Yine yerli halkın bir üyesi olan Yuliana Palino ise şunları kaydetti:
"Şahsen, ölen anne babamıza olan sevgimizi ifade edebilmemiz benim için bir mutluluk."
Cesetlerin mumyalanarak formaldehit solüsyonuyla temizleniyor ve bir sonraki törene kadar çürümemesi amaçlanıyor. Yine çürümeyi önlemek için tabutlar da onarılıyor veya değiştiriliyor. Ritüeller tamamlandıktan sonra mezarlar yeniden kapatılıyor. Bu geleneğin nesiller boyunca aktarılan bir hikayeden geldiği bildiriliyor.

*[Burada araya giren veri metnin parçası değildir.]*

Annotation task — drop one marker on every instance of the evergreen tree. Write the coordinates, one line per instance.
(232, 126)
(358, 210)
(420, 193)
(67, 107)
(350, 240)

Bir fotoğrafçı bu geleneğin kökenlerini şöyle açıkladı:
"Eskiden, Pong Rumasek adında bir avcı Toraja tepelerinde dolaşırdı. Bir ağacın altında yatan terk edilmiş bir cesetle karşılaştı. Kemikleri nazikçe giysilerine sardı ve gömdü. Bu olaydan hemen sonra, ömür boyu şans ve zenginlikle kutsandı. Şanslı avcı hakkındaki söylenti yayılmaya başladı. O zamandan beri, Torajalılar atalarına iyi bakarlarsa ruhların onları ödüllendireceğine inanıyorlar."
Toraja toplumunda, ölüm ani bir son olarak değil, dikkatli hazırlık ve katılım gerektiren kademeli bir geçiş olarak görülüyor. Ölüler, aile hazırlanması yıllar alabilen ve binlerce dolara mal olabilen detaylı bir cenaze törenini karşılayamaya hazır olana dek yalnızca 'hasta' veya 'uyuyor' olarak muamele görüyor.
Bu süre zarfında, ölen kişi aile evinde tutuluyor, hatta sembolik olarak beleniyor ve bakımı yapılıyor, bu da Toraja'nın ölülerin ruhunun yaşayanlara yakın kaldığı inancını yansıtıyor. Zamanı geldiğinde ise, cenaze töreni genellikle birkaç gün sürüyor ve yüzlerce, bazen binlerce kişinin katıldığı büyük bir olaya dönüşüyor.
Toraja kültüründe çok değerli olan bizonlar, ritüellerin bir parçası olarak büyük sayılarda kurban ediliyor ve ruhlarının ölen kişiyi öbür dünyaya taşımaya yardımcı olduğuna inanılıyor. Bu inanca göre, ne kadar çok bizon kurban edilirse, ölen kişinin öbür dünyadaki statüsü o kadar yükseliyor.